[issue43689] difflib: mention other "problematic" characters in documentation

2021-04-05 Thread Tim Peters


Tim Peters  added the comment:

Terry, your suggested replacement statement looks like an improvement to me. 
Perhaps the longer explanation could be placed in a footnote.

Note that I'm old ;-) I grew up on plain old ASCII, decades & decades ago, and 
tabs are in fact the only "characters" I've had a problem with in doctests. But 
then, e.g., I never in my life used goofy things like ASCII "form feed" 
characters, or NUL bytes, or ... in text either.

I don't use Unicode either, except to the extent that Python forces me to when 
I'm sticking printable ASCII characters inside string quotes ;-)

--

___
Python tracker 

___
___
Python-bugs-list mailing list
Unsubscribe: 
https://mail.python.org/mailman/options/python-bugs-list/archive%40mail-archive.com



[issue43689] difflib: mention other "problematic" characters in documentation

2021-04-05 Thread Terry J. Reedy


Terry J. Reedy  added the comment:

I have an alternate replacement:  "These lines can be confusing if the 
sequences contain tab characters or other characters that result in the 
indicator symbols in these lines being mislocated."

Or leave the current sentence as is.

Explanation with the details omitted from the above:
In 3.x, strings are unicode.  Even if one uses a fixed pitch font for the ascii 
subset, a majority of characters will be rendered either in a different fixed 
pitch or with variable pitch.  And on a graphics screen that is not simulating 
a fixed-pitch text terminal (such as Windows console), the so-called 
double-wide East Asian characters are not really double wide but more like 1.6 
times as wide.  The details depend on the OS, the font, and perhaps the font 
size.  One can explore this in the font sample box for the Font tab of the IDLE 
settings dialog.  The problems include chars less than 'one space', down to 0 
wide.  For general unicode, ^ marking does not work.  Syntax error marking has 
the same problem and there is no general solution.  

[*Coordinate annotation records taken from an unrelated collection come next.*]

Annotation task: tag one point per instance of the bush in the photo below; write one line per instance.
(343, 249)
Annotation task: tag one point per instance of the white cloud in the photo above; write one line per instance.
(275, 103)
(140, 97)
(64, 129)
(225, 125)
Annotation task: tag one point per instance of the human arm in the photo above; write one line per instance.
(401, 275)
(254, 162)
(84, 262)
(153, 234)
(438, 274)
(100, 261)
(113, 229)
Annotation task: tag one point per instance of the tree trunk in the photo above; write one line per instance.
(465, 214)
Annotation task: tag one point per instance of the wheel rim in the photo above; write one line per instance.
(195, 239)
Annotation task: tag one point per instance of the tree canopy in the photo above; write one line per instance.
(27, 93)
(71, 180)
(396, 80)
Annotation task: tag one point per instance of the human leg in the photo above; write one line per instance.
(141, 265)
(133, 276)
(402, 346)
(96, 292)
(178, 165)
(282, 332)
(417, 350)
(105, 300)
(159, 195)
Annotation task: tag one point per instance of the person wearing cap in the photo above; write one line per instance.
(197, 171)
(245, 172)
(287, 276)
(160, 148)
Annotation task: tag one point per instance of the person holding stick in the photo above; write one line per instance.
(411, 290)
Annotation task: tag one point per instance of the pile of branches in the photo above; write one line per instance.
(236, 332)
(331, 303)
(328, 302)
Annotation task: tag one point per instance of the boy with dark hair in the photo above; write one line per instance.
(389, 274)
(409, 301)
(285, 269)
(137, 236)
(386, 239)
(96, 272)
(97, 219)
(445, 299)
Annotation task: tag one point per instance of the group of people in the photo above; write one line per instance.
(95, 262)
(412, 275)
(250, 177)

Tab is an example of a character that is either displayed as a variable space 
or a fixed double space ('\t') or larger.  If we were to make a change, we 
should mention, as above, that many non-ascii chars are as especially confusing 
as tabs.

In your example above, the caret at least points to the right space.  It 
correctly indicates some difference beyond the visible end - a non-visible 
whitespace difference.

--

___
Python tracker 

___
___
Python-bugs-list mailing list
Unsubscribe: 
https://mail.python.org/mailman/options/python-bugs-list/archive%40mail-archive.com



[issue43689] difflib: mention other "problematic" characters in documentation

2021-04-03 Thread Jürgen Gmach

Jürgen Gmach  added the comment:

First I need to apologize for not providing more info already when I created 
the issue.

Initially, I did not even plan to create an issue, and thought the PR with the 
context of the current documentation would be sufficient information.

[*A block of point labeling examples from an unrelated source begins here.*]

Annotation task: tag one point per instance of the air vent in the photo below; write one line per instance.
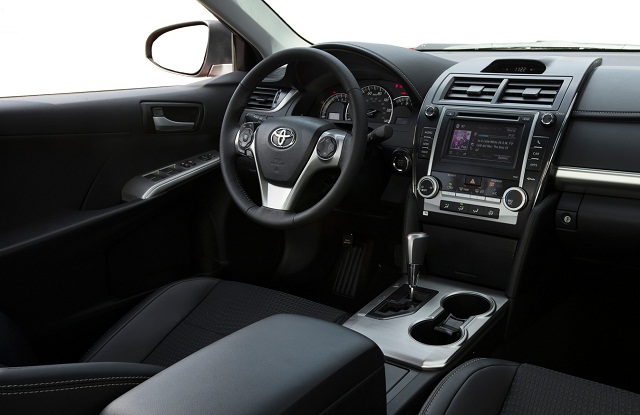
(531, 91)
(473, 89)
(264, 98)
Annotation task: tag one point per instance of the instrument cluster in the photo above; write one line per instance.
(386, 102)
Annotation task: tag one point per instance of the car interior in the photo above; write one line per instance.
(343, 227)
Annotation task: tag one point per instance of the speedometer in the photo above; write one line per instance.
(378, 103)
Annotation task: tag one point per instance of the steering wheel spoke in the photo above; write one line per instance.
(326, 154)
(289, 150)
(244, 139)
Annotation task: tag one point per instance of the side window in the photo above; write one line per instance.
(52, 47)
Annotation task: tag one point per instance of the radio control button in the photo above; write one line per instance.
(428, 187)
(534, 164)
(514, 199)
(447, 205)
(473, 180)
(492, 213)
(476, 210)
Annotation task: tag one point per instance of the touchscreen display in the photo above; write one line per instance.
(493, 143)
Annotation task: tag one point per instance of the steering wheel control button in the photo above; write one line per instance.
(245, 137)
(428, 187)
(326, 147)
(514, 199)
(282, 137)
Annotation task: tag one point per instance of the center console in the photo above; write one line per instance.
(485, 140)
(479, 164)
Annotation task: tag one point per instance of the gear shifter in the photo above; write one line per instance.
(416, 249)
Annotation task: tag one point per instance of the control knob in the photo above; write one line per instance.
(548, 119)
(428, 187)
(401, 161)
(431, 111)
(514, 199)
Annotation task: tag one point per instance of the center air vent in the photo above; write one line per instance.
(531, 91)
(473, 89)
(264, 98)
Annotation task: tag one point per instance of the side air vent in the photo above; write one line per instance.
(264, 98)
(531, 91)
(473, 89)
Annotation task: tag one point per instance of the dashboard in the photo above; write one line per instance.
(387, 103)
(490, 143)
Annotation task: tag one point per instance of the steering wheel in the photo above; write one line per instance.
(288, 150)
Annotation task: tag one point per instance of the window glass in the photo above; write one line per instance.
(66, 46)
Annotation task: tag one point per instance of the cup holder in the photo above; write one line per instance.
(425, 332)
(445, 328)
(465, 305)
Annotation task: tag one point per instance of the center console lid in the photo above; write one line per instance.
(284, 364)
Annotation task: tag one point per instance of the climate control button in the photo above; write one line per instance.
(514, 199)
(428, 187)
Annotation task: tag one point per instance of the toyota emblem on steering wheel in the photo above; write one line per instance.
(283, 137)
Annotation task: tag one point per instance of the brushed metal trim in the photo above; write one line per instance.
(141, 188)
(605, 182)
(393, 335)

Thanks for taking your time anyway!

Also, thanks to Tim for explaining the meaning of the question mark in detail. 
When I read the documentation, I also had to pause a moment to understand the 
sentence. But I agree with Tim, it is hard to explain it better without getting 
much more verbose.

My initial reason to read (and then to update) the documentation was an output 
of pytest, which left me puzzled.

E   AssertionError: assert 'ROOT: No tox...ith_no_t0/p\n' == 'ROOT: No 
tox..._with_no_t0/p'
E Skipping 136 identical leading characters in diff, use -v to show
E - ith_no_t0/p
E + ith_no_t0/p
E ?+

Here is the screenshot and some discussion:
https://twitter.com/jugmac00/status/1377317886419738624

Using a similar snippet as Tim, here is a minimal example:

for L in d.compare(["abcdefghijkl"], ["abcdefghijkl\n"]):
print(L)

- abcdefghijkl
+ abcdefghijkl

? +


Usually, the output is pretty obvious most of the time, so I never actually 
noticed the question mark - except when whitespace characters are involved.

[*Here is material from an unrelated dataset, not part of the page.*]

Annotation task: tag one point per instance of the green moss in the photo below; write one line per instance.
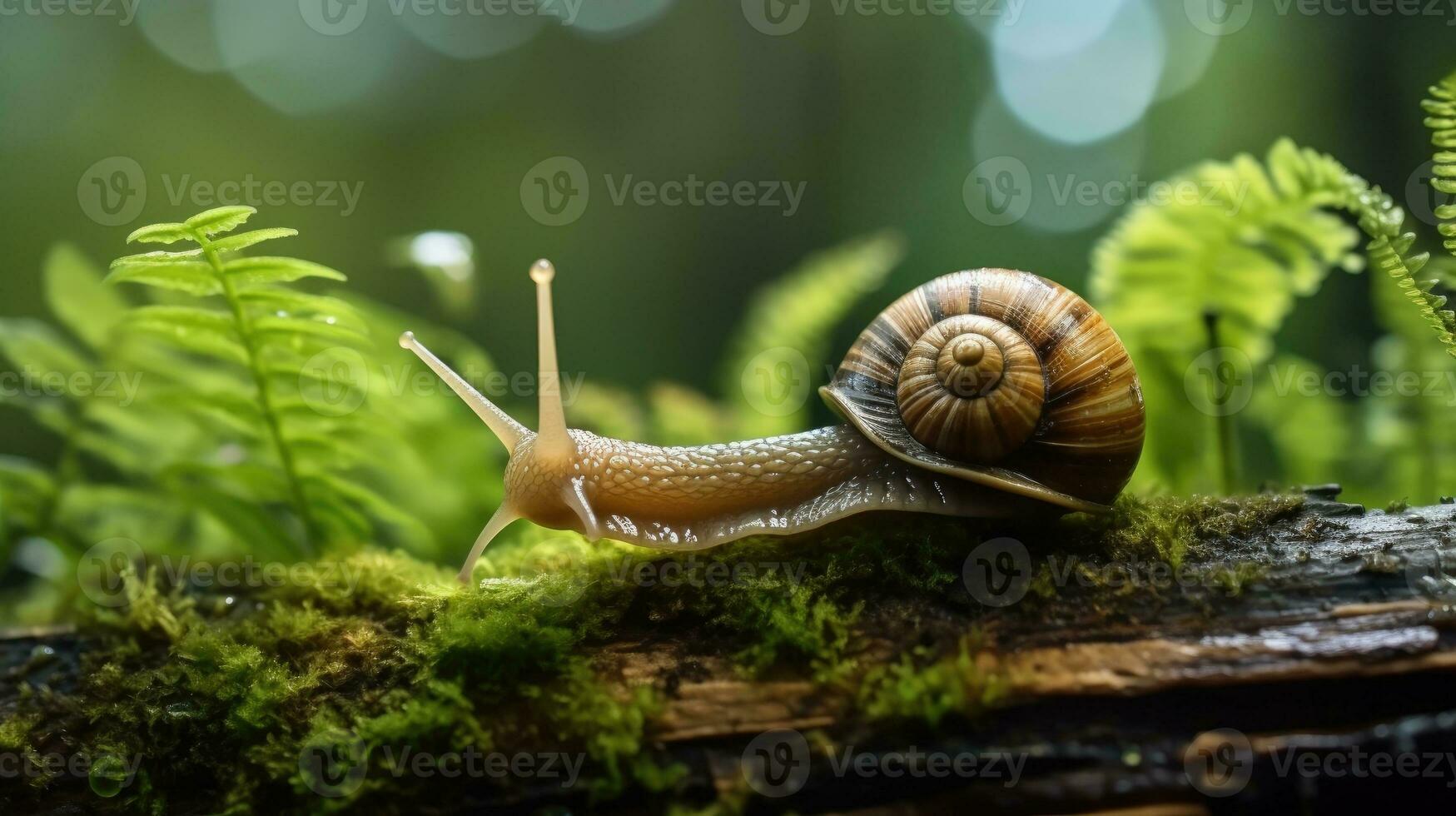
(956, 684)
(1168, 530)
(221, 695)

I was then told that pytest uses difflib, and I was kindly pointed to the 
Python documentation.

As only the tab character was listed, I thought it would be a good idea to add 
the other whitespace characters as well.

After Tim's explanation, I see, that tabs could be especially confusing, while 
all whitespace characters are on a normal level of confusing :-), especially at 
the end of the diff.

I certainly won't forget what I learned, but maybe my proposal helps one fellow 
Python user or another.

--

___
Python tracker 

___
___
Python-bugs-list mailing list
Unsubscribe: 
https://mail.python.org/mailman/options/python-bugs-list/archive%40mail-archive.com



[issue43689] difflib: mention other "problematic" characters in documentation

2021-04-03 Thread Terry J. Reedy

Terry J. Reedy  added the comment:

After 3+ years of Github I did not remember that B diffs use lines with 
change position markers and in particular that at they (often? always?) start 
with ?s. IDLE also uses color to mark positions (for syntax errors).  The 
following would have been clearer to me and likely to people who have never 
seen such lines.

"Location marker lines beginning with ‘?’ use symbols to guide the eye to 
intraline differences."

Tim, you seem to still think that tabs are especially problematical. 

Jürgen, without evidence otherwise, I agree with this.  Adding other chars to 
the sentence would dilute the current focus on tabs.  Hence my request for 
examples to justify doing so.  Sorry I was not as clear as I could and should 
have been.

--

___
Python tracker 

___
___
Python-bugs-list mailing list
Unsubscribe: 
https://mail.python.org/mailman/options/python-bugs-list/archive%40mail-archive.com



[issue43689] difflib: mention other "problematic" characters in documentation

2021-04-02 Thread Tim Peters


Tim Peters  added the comment:

Lines beginning with "?" are entirely synthetic: they were not present in 
either input.  So that's what that part means.

I'm not clear on what else could be materially clearer without greatly bloating 
the text. For example,

>>> d = difflib.Differ()
>>> for L in d.compare(["abcefghijkl\n"], ["a cxefghijkl\n"]):
print(L, end="")
- abcefghijkl
?  ^
+ a cxefghijkl
?  ^ +

The "?" lines guide the eye to the places that differ: "b" was replaced by a 
blank, and "x" was inserted.  The marks on the "?" lines are intended to point 
out exactly where changes (substitutions, insertions, deletions) occurred.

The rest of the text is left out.